4 Stigma tentang Gen Z yang Bikin Susah Cari Kerja, Simak Penjelasannya!
28 October 2024 |
14:19 WIB
Belakangan ini muncul fenomena Gen Z sulit mencari pekerjaan. Generasi sebelumnya menilai, mereka tidak memiliki etos kerja yang kuat, tidak menangani feedback dengan baik, dan secara umum tidak siap menghadapi tuntutan dunia kerja.
Data Badan Pusat Statistik (BPS) menunjukkan bahwa tingkat pengangguran terbuka di Indonesia pada 2024 masih didominasi generasi muda, termasuk Gen Z yakni kelompok demografis yang lahir antara 1997-2012.
Hal ini disebabkan oleh banyaknya lulusan baru yang masuk ke pasar kerja setiap tahunnya, tapi tidak sebanding dengan pertumbuhan lapangan kerja. Sebagian besar lulusan baru juga kesulitan memperoleh pekerjaan dan beradaptasi dengan dunia kerja.
Baca juga: Generasi Milenial & Gen Z Mendominasi Investor Pasar Modal Indonesia
Berdasarkan laporan terbaru dari Intelligent, platform konsultasi pendidikan dan karier mengungkapkan, banyak perusahaan ragu mempekerjakan Gen Z.
Sebuah survei terhadap hampir 1.000 manajer perekrutan mengungkapkan bahwa satu dari enam perusahaan enggan merekrut Gen Z karena mereka mudah tersinggung dan cenderung merasa dirinya sangat hebat.
Perbedaan antar-generasi tersebut memengaruhi cara Gen Z berinteraksi dengan dunia, termasuk di lingkup pekerjaan mereka. Nah Genhype, berikut adalah beberapa penyebab kenapa Gen-Z sulit mendapat pekerjaan.
Salah satu kritik paling umum terhadap Gen Z dari Gen Milenial hingga Baby Boomer adalah kurangnya motivasi dalam bekerja. Semua orang membicarakan keengganan Gen Z untuk bekerja keras demi apa yang ingin mereka capai dalam hidup.
Hal ini tentu ada sebabnya. Gen Z menyaksikan secara langsung ketidakstabilan industri pada era pandemi.

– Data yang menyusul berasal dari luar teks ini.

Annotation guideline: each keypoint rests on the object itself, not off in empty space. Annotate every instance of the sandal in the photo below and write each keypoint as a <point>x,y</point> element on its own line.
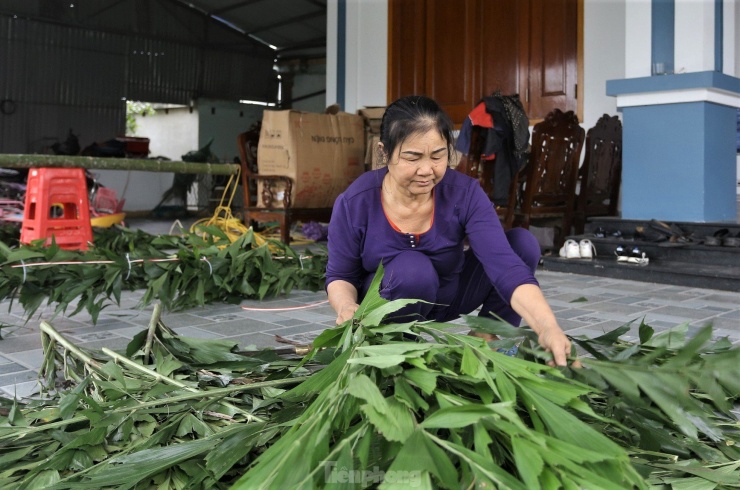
<point>716,239</point>
<point>673,235</point>
<point>732,240</point>
<point>621,254</point>
<point>638,257</point>
<point>586,249</point>
<point>570,250</point>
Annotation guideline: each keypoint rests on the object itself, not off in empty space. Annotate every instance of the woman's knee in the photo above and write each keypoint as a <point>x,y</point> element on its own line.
<point>410,275</point>
<point>526,246</point>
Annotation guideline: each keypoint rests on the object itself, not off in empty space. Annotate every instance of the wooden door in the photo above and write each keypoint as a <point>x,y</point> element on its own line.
<point>459,52</point>
<point>450,55</point>
<point>553,61</point>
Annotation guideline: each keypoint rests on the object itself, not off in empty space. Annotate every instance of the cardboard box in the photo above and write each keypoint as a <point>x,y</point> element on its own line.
<point>321,153</point>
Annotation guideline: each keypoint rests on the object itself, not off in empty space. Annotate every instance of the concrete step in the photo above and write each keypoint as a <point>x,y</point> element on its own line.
<point>679,273</point>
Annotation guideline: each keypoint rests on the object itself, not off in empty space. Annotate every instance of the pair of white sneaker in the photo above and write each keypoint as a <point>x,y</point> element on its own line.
<point>578,250</point>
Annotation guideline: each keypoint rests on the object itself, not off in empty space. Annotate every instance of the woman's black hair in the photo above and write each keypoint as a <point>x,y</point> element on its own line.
<point>410,115</point>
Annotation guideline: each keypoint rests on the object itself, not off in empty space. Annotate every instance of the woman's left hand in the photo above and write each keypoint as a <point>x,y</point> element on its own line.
<point>553,340</point>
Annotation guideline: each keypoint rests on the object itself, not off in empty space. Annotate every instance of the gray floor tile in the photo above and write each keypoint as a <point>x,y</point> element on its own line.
<point>21,390</point>
<point>31,359</point>
<point>237,327</point>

Perusahaan besar memecat dan melakukan pemotongan gaji terhadap karyawannya yang loyal.
Dari sudut pandang ini, para Gen Z mungkin telah mengembangkan rasa skeptisisme mengenai jalur karier tradisional. Mereka akhirnya enggan terjun ke bidang pekerjaan yang tidak menawarkan banyak stabilitas.
Karyawan Gen Z sangat peduli dengan kesehatan mentalnya. Mereka sering membahas pentingnya kesejahteraan mental dan mencari dukungan ketika benar-benar diperlukan. Saat mulai merasakan burn out, mereka akan mengambil rehat sejenak dari pekerjaan untuk healing.
Sayangnya, aktivitas healing ini kadang-kadang dicap malas oleh generasi yang lebih tua. Mereka mungkin melihat waktu yang dihabiskan untuk istirahat tersebut sebagai kurangnya etos kerja, tanpa mempertimbangkan konteks kesehatan mental di balik keputusan tersebut.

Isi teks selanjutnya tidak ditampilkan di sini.